If it passes March 7, the proposition would impose contribution limits of no more than $5,000 to any candidate or initiative, and ban direct corporate giving altogether. It would also provide up to $1 million worth of free broadcast advertising to any candidate or initiative campaign that agrees to abide by certain spending limits.
The measure was put on the ballot by Ron Unz, the high-tech millionaire who championed the successful Proposition 227 campaign to end bilingual education after running unsuccessfully for the Republican nomination for governor against Pete Wilson in 1994.
“California is one of only six states that has no limits on campaign contributions.

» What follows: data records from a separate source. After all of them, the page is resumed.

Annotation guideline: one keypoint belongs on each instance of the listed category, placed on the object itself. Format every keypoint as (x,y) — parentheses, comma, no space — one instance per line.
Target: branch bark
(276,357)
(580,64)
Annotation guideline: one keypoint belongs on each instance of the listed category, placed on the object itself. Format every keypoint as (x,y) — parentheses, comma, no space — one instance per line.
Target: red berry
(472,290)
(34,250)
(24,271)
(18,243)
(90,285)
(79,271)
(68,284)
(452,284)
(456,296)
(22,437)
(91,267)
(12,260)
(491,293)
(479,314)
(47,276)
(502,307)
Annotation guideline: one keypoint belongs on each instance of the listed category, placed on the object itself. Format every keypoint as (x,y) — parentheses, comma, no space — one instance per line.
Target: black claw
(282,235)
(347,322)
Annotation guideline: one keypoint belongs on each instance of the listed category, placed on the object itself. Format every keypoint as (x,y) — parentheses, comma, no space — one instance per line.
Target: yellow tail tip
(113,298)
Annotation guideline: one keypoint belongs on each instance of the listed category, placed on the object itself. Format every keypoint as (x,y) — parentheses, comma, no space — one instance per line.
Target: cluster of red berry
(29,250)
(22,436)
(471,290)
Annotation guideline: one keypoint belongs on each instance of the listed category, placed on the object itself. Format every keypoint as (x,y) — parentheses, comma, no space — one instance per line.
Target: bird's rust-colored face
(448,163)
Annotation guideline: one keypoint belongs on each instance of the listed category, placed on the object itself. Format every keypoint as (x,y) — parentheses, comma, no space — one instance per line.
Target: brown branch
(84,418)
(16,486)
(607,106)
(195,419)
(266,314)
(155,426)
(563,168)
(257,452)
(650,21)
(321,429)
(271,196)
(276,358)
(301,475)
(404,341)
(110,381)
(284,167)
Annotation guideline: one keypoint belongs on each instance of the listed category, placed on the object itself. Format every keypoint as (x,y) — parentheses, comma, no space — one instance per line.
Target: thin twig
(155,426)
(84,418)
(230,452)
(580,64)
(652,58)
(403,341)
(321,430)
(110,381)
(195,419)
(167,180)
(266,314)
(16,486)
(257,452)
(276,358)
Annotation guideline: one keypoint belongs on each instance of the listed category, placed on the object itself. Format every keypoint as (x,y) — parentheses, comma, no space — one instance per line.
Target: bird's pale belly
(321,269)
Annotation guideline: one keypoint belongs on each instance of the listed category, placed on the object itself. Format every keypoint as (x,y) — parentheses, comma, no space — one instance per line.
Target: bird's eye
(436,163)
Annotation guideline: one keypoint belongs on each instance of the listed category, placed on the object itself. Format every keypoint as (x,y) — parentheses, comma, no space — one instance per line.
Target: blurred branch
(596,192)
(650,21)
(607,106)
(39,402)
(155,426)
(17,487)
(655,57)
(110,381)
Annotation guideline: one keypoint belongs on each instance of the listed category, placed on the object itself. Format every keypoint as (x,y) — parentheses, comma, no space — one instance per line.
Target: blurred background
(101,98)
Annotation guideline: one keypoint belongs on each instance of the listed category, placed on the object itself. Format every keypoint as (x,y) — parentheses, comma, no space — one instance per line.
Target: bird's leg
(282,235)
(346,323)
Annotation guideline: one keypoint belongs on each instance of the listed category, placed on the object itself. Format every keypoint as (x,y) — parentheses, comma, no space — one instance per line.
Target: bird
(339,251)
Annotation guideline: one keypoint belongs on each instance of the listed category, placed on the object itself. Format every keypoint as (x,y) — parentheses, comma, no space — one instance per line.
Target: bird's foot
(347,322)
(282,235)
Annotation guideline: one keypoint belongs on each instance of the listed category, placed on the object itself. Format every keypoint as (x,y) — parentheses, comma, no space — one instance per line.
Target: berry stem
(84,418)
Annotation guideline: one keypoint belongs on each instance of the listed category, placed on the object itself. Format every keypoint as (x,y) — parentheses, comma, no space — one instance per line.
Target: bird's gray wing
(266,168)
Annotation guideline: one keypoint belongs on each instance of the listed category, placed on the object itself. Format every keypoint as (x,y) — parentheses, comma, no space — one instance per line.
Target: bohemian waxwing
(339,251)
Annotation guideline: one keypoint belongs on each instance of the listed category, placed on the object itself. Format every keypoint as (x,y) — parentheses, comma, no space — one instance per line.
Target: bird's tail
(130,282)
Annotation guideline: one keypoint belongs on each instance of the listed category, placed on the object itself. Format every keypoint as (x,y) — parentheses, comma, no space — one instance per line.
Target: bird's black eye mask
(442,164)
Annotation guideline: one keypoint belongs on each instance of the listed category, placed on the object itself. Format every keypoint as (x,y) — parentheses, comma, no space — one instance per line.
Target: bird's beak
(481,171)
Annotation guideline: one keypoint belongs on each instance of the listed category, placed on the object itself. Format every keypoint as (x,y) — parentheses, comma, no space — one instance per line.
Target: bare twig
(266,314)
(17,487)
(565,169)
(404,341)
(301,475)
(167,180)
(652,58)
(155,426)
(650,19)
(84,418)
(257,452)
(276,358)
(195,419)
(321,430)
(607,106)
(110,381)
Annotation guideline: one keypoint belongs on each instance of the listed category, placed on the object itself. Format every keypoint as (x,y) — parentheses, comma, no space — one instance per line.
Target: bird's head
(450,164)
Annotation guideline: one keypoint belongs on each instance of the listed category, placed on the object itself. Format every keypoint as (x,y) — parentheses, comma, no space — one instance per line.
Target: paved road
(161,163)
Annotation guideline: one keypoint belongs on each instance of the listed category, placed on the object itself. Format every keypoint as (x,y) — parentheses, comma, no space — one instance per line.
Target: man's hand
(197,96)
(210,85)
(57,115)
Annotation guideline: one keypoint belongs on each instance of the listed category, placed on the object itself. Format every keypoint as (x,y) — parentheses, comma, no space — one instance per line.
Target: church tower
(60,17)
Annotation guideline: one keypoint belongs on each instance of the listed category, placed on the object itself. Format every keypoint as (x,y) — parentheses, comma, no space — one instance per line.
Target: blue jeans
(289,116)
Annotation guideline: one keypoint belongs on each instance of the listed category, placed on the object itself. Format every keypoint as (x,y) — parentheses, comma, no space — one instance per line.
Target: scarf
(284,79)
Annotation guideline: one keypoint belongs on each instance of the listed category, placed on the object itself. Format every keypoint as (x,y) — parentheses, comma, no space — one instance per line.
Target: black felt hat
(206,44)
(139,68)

It’s high time that we limit contributions and cut off the current practice of large corporations and unions writing huge checks of $100,000 or more,” said Prop. 25 co-author Tony Miller, former acting California Secretary of State and now a campaign and election law attorney.
Attack From Both Sides
The initiative is under attack from both business and labor, each saying it gives an unfair advantage to the other camp. And both believe the public financing of broadcast advertising would allow more people who are against their agendas to put measures on the ballot.
“This creates a very unlevel playing field,” said Fred Main, senior vice president of the California Chamber of Commerce. “Unions, which are already among the most significant contributors, can continue to contribute to the political process, while corporations are completely banned from contributing.”
Labor makes virtually the same argument.
“It takes an already unlevel playing field and makes it worse,” said Sharon Cornu, director of communications for the California Labor Federation. “You can have 15 executives from one corporation giving $5,000 each. There’s no way union members can match that individually.”
Previous Attempts
There have been several previous attempts at statewide campaign-finance reform, all of which ended up either failing at the polls or being overturned in the courts. The most recent was Proposition 208,also co-authored by Miller. Voters approved the measure in 1996, but its implementation was halted by a federal court in a ruling that is still on appeal.
Miller and Unz believe Prop. 25 will avoid the court traps encountered by earlier initiatives because its limits are high enough to pass legal muster. They point to a recent U.S. Supreme Court ruling upholding contribution limits recently approved by voters in Missouri.
They also are hoping to ride the wave of support for Republican presidential candidate John McCain, who has made campaign-finance reform a cornerstone of his campaign. McCain has endorsed the initiative.
But if the most recent statewide Field Poll is any indication, Prop. 25 is far from a sure thing. That poll, taken earlier this month, shows only 38% of voters supporting the initiative, 38% opposed and 24% undecided. The level of support has slipped from 41% in early January.
Among the chief concerns voiced by Field Poll respondents was the free broadcast media advertising provision, which Chief Legislative Analyst Elizabeth Hill estimated will cost state government about $17 million a year. (The total cost to the state is estimated at $55 million, with the other $38 million going for frequent mailers the initiative would require to be sent to voters to detail campaign contributions.)
Under the initiative, if a candidate or initiative campaign agrees to abide by certain proscribed spending limits, that camp could receive up to $1 million in free broadcast media advertising.
“This would be the first time anywhere in the U.S. that taxpayers could end up paying for initiatives they don’t agree with,” said Al Lundeen, a spokesman for the No on 25 campaign. Opponents also contend this will allow virtually anyone to spend a minimal amount of money to qualify an initiative and then get $1 million in free advertising for it.
But proponents say public financing of broadcast media ads would not impose that much of a burden on taxpayers.
“It’s essentially about $1 a year for every taxpayer to buy back the government from the special interests,” Miller said. “Voters are telling us that they are so fed up with the system that they would be willing to spend that $1 a year.”
Opponents point to two other aspects of the initiative: there are no mandatory limits on what a candidate or initiative campaign can spend during an election, and it doesn’t place limits on contributions to political parties.
“Once money goes into a political party, there is no longer any requirement to track it, even under this initiative,” Lundeen said. “That means there will be less disclosure.” n
Fine is a staff reporter at the Los Angeles Business Journal.
PROPOSITION 25
What it would do: Ban corporate campaign contributions. Restrict individuals’ contributions to $3,000 each for legislative and local races, $5,000 each for statewide contests. Suggests campaign spending limits for candidates and initiatives and those campaigns that agree to comply would get up to $1 million in free broadcast media advertising time.
Supporters: Millionaire and conservative activist Ron Unz, former acting state secretary of state Tony Miller; Common Cause
Opponents: California Chamber of Commerce; California Labor Federation; California Teachers Association; League of Women Voters; California Taxpayers Association; state Democratic and Republican parties.